Q&A with Micah Glenn

Q&A with Micah Glenn


Rev. Micah Glenn is the executive director of Lutheran Hope Center in Ferguson, Missouri. He is married to Deaconess Dorothy Glenn and they have three chil- dren: Jonathan (4), Talitha (2) and David (1).

Q: People today are hesitant to share beliefs or talk about faith because they are afraid of the conflict it might stir up. What do you see as the main challenges and opportunities for sharing faith in a tense political climate?

The first challenge for sharing faith in our political environment is how generalized and polarized these discussions become. If you’re pro-life you get labeled a woman-hater. If you believe in social programming for the underserved, then you’re an America-hating communist. This naturally prevents any worthwhile dialogue from taking place.

I also think people have a great fear of being exposed on mass level through social media. It’s difficult to have a private conversation with someone in public, when an eavesdropper can screenshot or video your conversation, put it on Twitter or Facebook and a few million people can see what you said in a matter of a couple days—and these platforms easily skew the context of what was said.

But the greatest challenge I find is that people sometimes let their political party dictate where they fall on faith topics of a social nature. Even if their confession of faith contradicts their political party, they are afraid of what their political comrades will think if they disagree on certain issues.

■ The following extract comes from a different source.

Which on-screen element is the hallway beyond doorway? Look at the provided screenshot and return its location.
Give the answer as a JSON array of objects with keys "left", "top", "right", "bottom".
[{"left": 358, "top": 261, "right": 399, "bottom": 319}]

Q: We were surprised to find that Millennials express more interest in spiritual conversations than older Americans. In your experience, what are the differences between spiritual conversations you have with youth and those you’ve had with adults? 02

Most of the conversations I have with youth are focused on how the word of God applies to their everyday life in response to what they see in the world. Youth I know want to be able to translate biblical themes into their different vocational contexts: school, work, friendships and so on. They want to know how to behave in a Christian manner toward people, especially people that are different from them, and so many of our spiritual conversations focus on love and compassion. They’re also thirsty for answers about the pain and suffering in the world. In all of these things, simple one-word answers—like saying it’s because of sin or the Fall—are unacceptable. You have to be willing to dig deeply into these conversation.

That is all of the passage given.